Yes. And this type of frequency can be also converted and sustained. Loyalty programs, free vacs, and a professional-level wash experience can build loyalty and ultimately, earn the higher profits that go along with an enhanced wash experience.
As you look to coach and to add value to your in-bay customers, would you encourage them to have one professionally trained person who is specifically tasked to in-crease car wash revenue?
All successful businesses are based on accountability and productivity. So a professionally trained car wash manager, who “takes ownership” for car wash counts, is an absolute must.
Does it seem ironic that most manufacturers are making very functional equipment, yet operators seem to be washing fewer cars now at their sites than they were 10 years ago?
Not at all. Keep in mind, equipment continues to improve, and so are the operators. Don’t forget, disposable income was drastically cut, but we all survived those challenging years. In 2014, with all of the exciting format and accessory changes becoming available, I think we are headed finally in the right direction.
At in-bay sites, what wash quality issues are still very important for consumers and operators?
Clean, shiny, and dry cars are a must. Operators must pay particular attention to the wheels, as they stand out when they are not attended to. However, speed, show, value, and overall experience are also very important. It takes the right combination of all of these to excel.
Especially in the in-bay market, don’t you believe that sometimes operators simply overprice their car wash menus?
Yes, but further explanation is needed here. When operators charge $12 for an 8-minute, simple friction wash with basic “me too” chemistry in a dirty bay, then yes their menu is overpriced. However, a wash with free vacs, lava, and a wash club program with real benefits at the same $12 price point, this is perceived as, and truly is, a real value.
What will be the next “breakthrough” in the in-bay car wash market?
I think we are seeing it. There’s no one big thing. Manufacturers today are designing machines that do more in less space, that provide better cleaning and chemistry, and result in safer and faster washing and drying. This is true convenience, performance, and value.
Do you see any real or potential threat looming in an uncertain future, which could negatively impact suppliers?
No, I do not. There does not seem to be any “magic pill” product that would reduce or eliminate the need for regular washing. Thus, so long as people are washing cars, high-quality manufacturers and distributors will be needed. Their success or failure will be determined by how valuable they are to their customers.
When do you think it makes sense for an in-bay operator to replace a current car wash?
I think operators have to look at their equipment’s functionality but equally important, they need to look at how they are operating. Specifically, are they maximizing their wash potential? Are they being competitive within their market? When savvy operators today analyze their wash, and their business model, and gain an understanding of its true potential, this might then lead the most successful ones to an equipment change, an upgrade, or even more. Today, just changing equipment may be only a part of the solution.
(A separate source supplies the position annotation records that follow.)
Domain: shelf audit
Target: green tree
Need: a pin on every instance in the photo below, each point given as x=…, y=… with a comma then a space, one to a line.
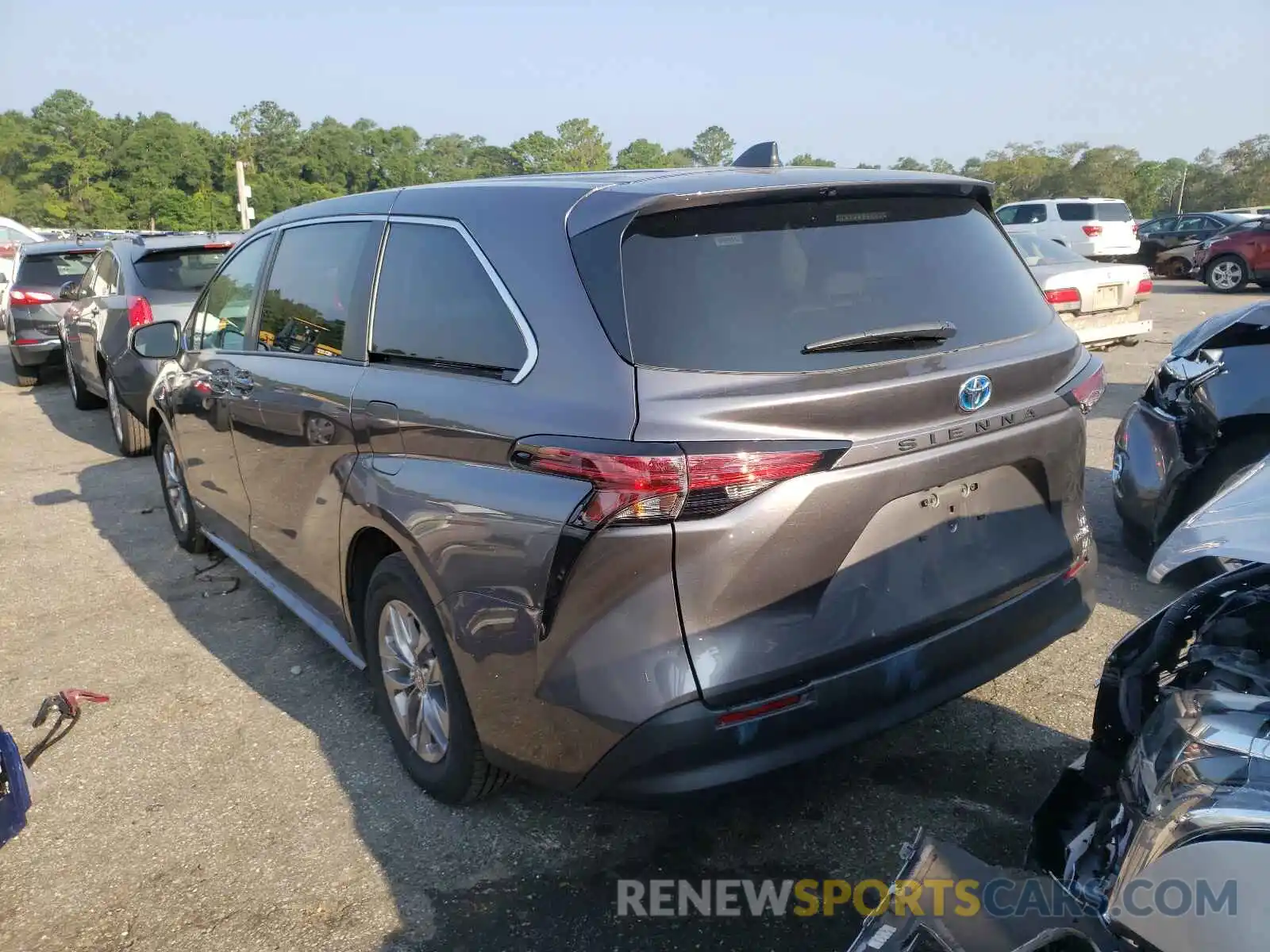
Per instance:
x=713, y=146
x=641, y=154
x=537, y=152
x=806, y=159
x=582, y=146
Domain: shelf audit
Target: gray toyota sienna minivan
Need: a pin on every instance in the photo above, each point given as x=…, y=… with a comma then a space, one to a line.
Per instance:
x=639, y=482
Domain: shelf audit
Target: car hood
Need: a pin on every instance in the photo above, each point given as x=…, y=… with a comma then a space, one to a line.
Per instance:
x=1233, y=524
x=1199, y=336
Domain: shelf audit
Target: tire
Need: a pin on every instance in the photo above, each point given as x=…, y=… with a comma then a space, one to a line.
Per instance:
x=27, y=376
x=131, y=436
x=175, y=497
x=1227, y=274
x=1178, y=268
x=80, y=395
x=448, y=763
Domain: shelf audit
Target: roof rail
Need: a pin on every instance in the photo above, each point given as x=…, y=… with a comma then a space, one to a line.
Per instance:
x=765, y=155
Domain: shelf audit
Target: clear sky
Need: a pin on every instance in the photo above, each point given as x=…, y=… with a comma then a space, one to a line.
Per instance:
x=851, y=82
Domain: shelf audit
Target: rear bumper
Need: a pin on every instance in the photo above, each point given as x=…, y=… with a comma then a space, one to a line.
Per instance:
x=1147, y=470
x=683, y=750
x=36, y=355
x=1108, y=325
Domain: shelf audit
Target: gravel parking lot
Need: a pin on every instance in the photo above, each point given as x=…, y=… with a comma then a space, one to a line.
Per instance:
x=238, y=793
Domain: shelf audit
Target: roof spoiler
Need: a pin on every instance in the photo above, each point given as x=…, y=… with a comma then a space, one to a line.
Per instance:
x=765, y=155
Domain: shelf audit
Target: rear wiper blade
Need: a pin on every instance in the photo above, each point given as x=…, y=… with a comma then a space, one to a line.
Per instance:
x=933, y=332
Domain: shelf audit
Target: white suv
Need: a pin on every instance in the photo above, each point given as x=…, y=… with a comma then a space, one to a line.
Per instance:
x=1095, y=228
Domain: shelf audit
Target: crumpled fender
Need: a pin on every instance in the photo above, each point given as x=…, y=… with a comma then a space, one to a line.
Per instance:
x=1233, y=524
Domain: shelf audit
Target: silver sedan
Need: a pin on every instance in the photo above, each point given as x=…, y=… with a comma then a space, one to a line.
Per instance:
x=1102, y=302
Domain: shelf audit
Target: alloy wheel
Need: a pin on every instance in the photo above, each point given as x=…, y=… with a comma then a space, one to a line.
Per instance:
x=1227, y=274
x=414, y=683
x=175, y=488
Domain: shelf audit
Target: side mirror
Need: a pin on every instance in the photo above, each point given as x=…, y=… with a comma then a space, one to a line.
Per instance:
x=156, y=340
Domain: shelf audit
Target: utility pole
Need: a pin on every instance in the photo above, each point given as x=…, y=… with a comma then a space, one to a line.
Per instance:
x=245, y=211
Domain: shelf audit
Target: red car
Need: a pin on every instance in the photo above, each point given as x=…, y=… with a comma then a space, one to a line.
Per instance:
x=1231, y=259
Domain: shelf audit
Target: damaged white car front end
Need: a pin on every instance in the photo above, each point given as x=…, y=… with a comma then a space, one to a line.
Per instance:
x=1159, y=837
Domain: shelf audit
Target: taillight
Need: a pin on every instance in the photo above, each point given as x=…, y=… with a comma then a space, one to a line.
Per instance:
x=660, y=486
x=1089, y=387
x=718, y=482
x=634, y=489
x=139, y=311
x=761, y=710
x=1064, y=298
x=21, y=296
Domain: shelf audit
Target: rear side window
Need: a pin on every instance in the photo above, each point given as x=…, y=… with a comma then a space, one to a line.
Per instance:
x=1076, y=211
x=318, y=287
x=437, y=304
x=54, y=271
x=178, y=270
x=1022, y=215
x=107, y=281
x=745, y=287
x=221, y=315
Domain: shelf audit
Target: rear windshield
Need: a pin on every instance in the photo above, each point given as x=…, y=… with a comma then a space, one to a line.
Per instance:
x=1039, y=251
x=746, y=287
x=179, y=270
x=1094, y=211
x=54, y=271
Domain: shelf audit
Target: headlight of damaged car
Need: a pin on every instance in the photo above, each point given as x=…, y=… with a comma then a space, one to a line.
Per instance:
x=1194, y=739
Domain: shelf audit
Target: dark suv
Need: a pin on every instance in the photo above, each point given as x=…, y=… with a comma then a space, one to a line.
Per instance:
x=641, y=482
x=36, y=302
x=133, y=279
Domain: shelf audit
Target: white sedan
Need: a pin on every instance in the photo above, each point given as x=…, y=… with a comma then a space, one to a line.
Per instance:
x=1102, y=302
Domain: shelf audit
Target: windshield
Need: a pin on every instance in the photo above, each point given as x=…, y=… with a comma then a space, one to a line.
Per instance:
x=745, y=287
x=1037, y=251
x=179, y=270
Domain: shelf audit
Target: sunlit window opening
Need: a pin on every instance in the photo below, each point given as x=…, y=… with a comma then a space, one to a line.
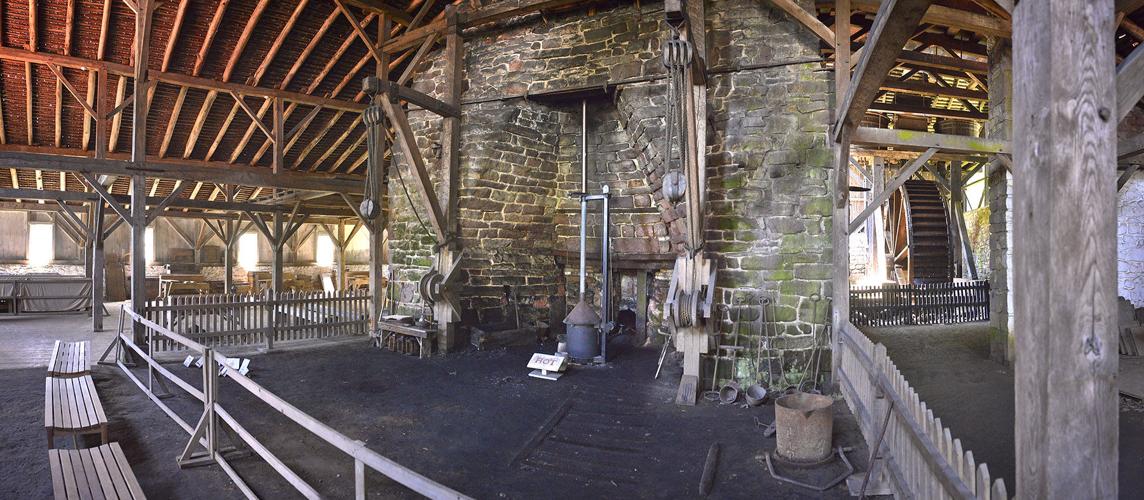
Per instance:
x=248, y=251
x=325, y=251
x=149, y=245
x=41, y=245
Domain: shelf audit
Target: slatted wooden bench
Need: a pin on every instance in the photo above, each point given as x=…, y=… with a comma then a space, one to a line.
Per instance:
x=69, y=359
x=72, y=406
x=93, y=473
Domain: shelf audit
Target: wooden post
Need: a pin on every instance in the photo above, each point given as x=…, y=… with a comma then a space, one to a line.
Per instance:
x=277, y=243
x=1065, y=250
x=956, y=207
x=98, y=263
x=841, y=215
x=376, y=227
x=137, y=223
x=340, y=244
x=228, y=255
x=450, y=171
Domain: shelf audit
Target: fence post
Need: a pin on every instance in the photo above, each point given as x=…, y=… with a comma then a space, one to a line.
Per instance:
x=272, y=300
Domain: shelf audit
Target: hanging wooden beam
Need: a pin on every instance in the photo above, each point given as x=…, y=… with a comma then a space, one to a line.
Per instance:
x=884, y=196
x=896, y=22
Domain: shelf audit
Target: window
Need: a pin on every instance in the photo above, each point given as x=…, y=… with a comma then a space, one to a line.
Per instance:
x=248, y=251
x=324, y=254
x=41, y=244
x=149, y=245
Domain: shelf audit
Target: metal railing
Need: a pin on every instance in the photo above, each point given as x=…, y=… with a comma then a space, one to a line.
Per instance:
x=205, y=433
x=922, y=458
What one thing would you like to see your customers do better in the second half of this year?
View their wash through their customer’s eyes. Do some real serious competitive analysis, consult with experts and view the automatic bay as a business by itself. Doing so will create new business models and concepts, which will lead to increased revenues and profits. Of course, we hope most of these hard-earned profits will stay within our own industry.